- The higher annual interest payments received for premium bonds offset the amortization of the premium paid for them.
- Higher coupon premium bonds are less sensitive to the negative effect of rising interest rates.
- Purchasing premium bonds allows investors to avoid onerous tax implications created by buying discount bonds.
A common error made by many bond investors is to avoid purchasing premium bonds - bonds that trade above their face value (or par, typically 100). A bond will trade at a premium when the coupon (stated) yield is above the current market rate for a similar bond of the same remaining term to maturity.
Many investors avoid premium bonds because they don't want to buy a product that they believe comes with a guaranteed loss built into the price. You pay above par, yet receive only par at maturity. This is a major mistake. In fact, the higher annual interest payments received for premium bonds offset the amortization of the premium paid. So when building individual bond portfolios, we at Buckingham - where I am director of research - don't try to avoid premium bonds. We generally prefer them because they offer a number of excellent advantages over discount or par bonds.

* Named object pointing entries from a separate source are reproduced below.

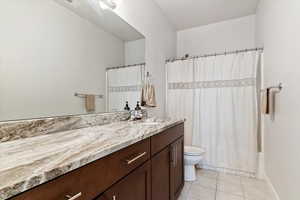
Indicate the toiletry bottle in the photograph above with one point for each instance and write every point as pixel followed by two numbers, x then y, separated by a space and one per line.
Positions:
pixel 127 106
pixel 138 106
pixel 138 111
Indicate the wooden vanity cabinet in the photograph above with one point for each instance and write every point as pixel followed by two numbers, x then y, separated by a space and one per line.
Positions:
pixel 148 170
pixel 136 186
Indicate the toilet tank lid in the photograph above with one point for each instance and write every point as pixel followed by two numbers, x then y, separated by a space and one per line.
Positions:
pixel 193 151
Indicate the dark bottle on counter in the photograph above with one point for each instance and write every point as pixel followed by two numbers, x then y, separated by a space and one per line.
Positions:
pixel 138 106
pixel 127 106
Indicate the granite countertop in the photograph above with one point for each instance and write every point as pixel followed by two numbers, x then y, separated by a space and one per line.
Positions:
pixel 29 162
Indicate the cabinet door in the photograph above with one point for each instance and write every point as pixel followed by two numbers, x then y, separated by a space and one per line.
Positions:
pixel 161 175
pixel 177 168
pixel 136 186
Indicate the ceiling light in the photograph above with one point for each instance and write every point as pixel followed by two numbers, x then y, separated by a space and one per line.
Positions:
pixel 107 4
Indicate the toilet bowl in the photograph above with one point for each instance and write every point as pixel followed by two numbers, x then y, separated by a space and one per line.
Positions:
pixel 192 157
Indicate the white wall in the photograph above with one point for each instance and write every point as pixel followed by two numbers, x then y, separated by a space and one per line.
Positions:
pixel 278 30
pixel 135 52
pixel 227 35
pixel 147 18
pixel 48 53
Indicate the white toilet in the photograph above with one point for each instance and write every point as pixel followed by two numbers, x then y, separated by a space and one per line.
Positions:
pixel 192 157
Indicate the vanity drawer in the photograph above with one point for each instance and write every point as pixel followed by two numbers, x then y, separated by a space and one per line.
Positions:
pixel 162 140
pixel 87 182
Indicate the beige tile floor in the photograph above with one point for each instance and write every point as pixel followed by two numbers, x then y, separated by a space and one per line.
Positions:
pixel 211 185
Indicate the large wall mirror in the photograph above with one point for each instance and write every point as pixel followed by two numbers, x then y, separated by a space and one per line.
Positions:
pixel 66 57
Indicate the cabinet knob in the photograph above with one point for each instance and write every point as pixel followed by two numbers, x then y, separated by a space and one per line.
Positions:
pixel 76 196
pixel 130 161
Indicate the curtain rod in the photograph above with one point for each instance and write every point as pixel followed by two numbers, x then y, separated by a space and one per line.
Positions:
pixel 216 54
pixel 125 66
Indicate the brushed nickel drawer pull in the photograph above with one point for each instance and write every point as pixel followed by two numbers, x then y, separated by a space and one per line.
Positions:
pixel 74 197
pixel 136 158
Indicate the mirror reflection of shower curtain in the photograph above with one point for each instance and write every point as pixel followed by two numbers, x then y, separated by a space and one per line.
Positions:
pixel 218 96
pixel 124 84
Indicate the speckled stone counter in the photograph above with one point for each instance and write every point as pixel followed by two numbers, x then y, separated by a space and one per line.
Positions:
pixel 28 162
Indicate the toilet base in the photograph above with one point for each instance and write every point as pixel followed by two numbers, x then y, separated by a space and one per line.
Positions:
pixel 189 173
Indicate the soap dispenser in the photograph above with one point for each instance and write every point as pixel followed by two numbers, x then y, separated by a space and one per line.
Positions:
pixel 127 106
pixel 138 111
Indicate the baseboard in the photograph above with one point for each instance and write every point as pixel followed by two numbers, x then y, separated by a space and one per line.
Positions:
pixel 274 193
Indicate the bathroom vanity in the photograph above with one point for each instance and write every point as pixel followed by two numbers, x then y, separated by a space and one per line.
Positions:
pixel 142 164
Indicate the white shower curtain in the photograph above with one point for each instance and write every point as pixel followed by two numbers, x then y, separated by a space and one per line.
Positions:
pixel 218 97
pixel 123 85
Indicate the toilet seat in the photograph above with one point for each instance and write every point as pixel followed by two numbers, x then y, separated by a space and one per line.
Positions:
pixel 193 151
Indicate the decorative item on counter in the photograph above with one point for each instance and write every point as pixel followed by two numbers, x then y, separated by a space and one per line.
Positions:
pixel 148 98
pixel 137 113
pixel 127 106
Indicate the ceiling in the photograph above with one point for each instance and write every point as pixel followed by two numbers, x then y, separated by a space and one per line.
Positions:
pixel 105 19
pixel 184 14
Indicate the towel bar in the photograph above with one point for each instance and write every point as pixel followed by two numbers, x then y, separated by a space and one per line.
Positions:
pixel 84 95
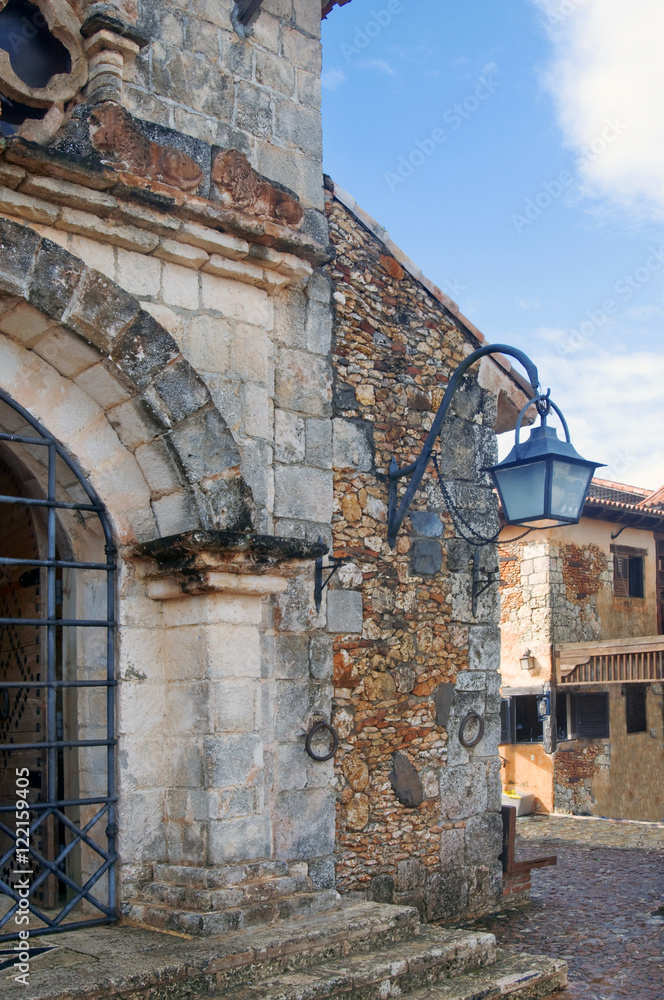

The first advantage is related to supply and demand. Because many individuals avoid premium bonds, their supply is greater. Another reason for the greater supply of premium bonds is that most trust companies have strict buying parameters that limit what they can purchase, with prices generally ranging between $98 and $102. The limit is because, in many trust documents, trustees are required to balance the interests of the income beneficiary (often a spouse) and the remaindermen (often children from another marriage). When buying bonds, this means trustees cannot buy bonds either at a great discount or a large premium. Also, many retail brokers put their clients in the same types of par-priced bonds. These two categories of buyers help create strong market demand for lower coupon bonds. Strong demand for a limited product means prices are higher and yields lower. Lower demand for premium bonds results in higher yields for bonds of the same maturity. It also provides a larger pool of bonds from which to buy.
A second advantage to buying premium bonds is that their higher coupon makes them less sensitive to the negative effect of rising interest rates on price. The higher coupon shortens the bond's duration, which is a measure of the price sensitivity of a fixed-income investment to a change in interest rates. That makes premium bonds less susceptible to increasing interest rates. If interest rates do rise, the higher coupon payment on the bond provides the investor with more current cash to reinvest at the now-higher market rates. Thus, premium bonds can offer higher risk-adjusted returns. To demonstrate, consider two New York City municipal bonds that our trading desk recently considered for a client.
Aug. 1, 2023
Aug. 1, 2023
A 1 percent rise in interest rates would cause the price of Bond 1 to fall about 8.1 percent. The same rise in rates would cause the price of Bond 2 to fall 7.6 percent. So, while many investors would avoid Bond 2 because they don't want to pay almost 18 percent more than the value at which the bond will mature, we prefer Bond 2 because the yield is the same as Bond 1 and it will fall less in price if rates rise - a major concern of today's investors.
Premium bonds can also provide some tax advantages. For taxable bonds (not municipals), the IRS allows a one-time election to amortize (write down over time) the premium paid over the remaining life of the bond. The ability to deduct the amortized premium improves the bond's after-tax return. With municipal bonds, many states - for example, my home state of Missouri - will allow investors to amortize premiums on out-of-state bonds. This additional capacity to improve after-tax returns is something many CPAs, let alone individual investors, are unaware of.
A final advantage to purchasing premium bonds is the ability to avoid onerous tax implications created by buying discount bonds. The term de minimis refers to circumstances under which an investor must pay capital gains taxes for any bond bought at a discount to face value, original issue discount excluded, in excess of a quarter-point per year to maturity. This can significantly reduce the bond's after-tax yield. The same concern exists for low coupon bonds that aren't subject to this tax at time of purchase. If the owner wants to sell the bond and rates are higher at the time of sale, the market will treat the bond as de minimis, and the client's bid price will be significantly lower than for the same bond with a higher coupon not in de minimis territory. Many investors are unaware of this situation, but we take strong measures to avoid it.
Greater supply, lower susceptibility to rising interest rates and significant tax advantages are all reasons we generally recommend higher coupon bonds for our clients, and those are reasons why you should prefer them as well.